藤田千恵子『美酒の設計』と新政特別純米しぼりたて生原酒
- 2010/01/29
- 02:55
藤田千恵子さんの名前は、はるか昔太田和彦さんの『居酒屋大全』で知ったはずである。もう20年近い昔だな。
そのあとも、喜楽長の天保正一杜氏を紹介した『杜氏という仕事』なども、興味深く読んだ。
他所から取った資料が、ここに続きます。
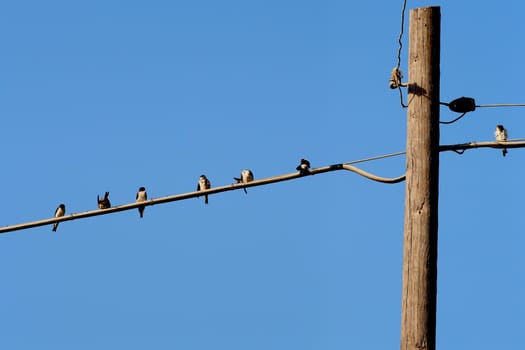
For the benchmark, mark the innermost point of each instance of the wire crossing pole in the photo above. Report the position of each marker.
(418, 318)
今回は、由利正宗の高橋藤一杜氏について書かれた本だ。
喜多酒造と同じく、齋彌酒造店にも訪れた自分としてはぜひ読まなければいけない。
幸い、能代の天洋酒店の浅野さんが本と酒の美酒の設計のセットを売り出してくれた。しかも筆者と高橋杜氏のサイン入りでだ。
高橋杜氏の字は丁寧な楷書で、杜氏の几帳面な仕事ぶりを思わせる。
また、本書では高橋杜氏の革新的な取り組みや、三増酒全盛時代から純米酒の良さを確信していたこと、杜氏の人柄の良さなどがよく分かる。
現存する人に直接取材しているため、影の部分などがなく、礼讃一色になっているのが気になるが、仕方なかろう。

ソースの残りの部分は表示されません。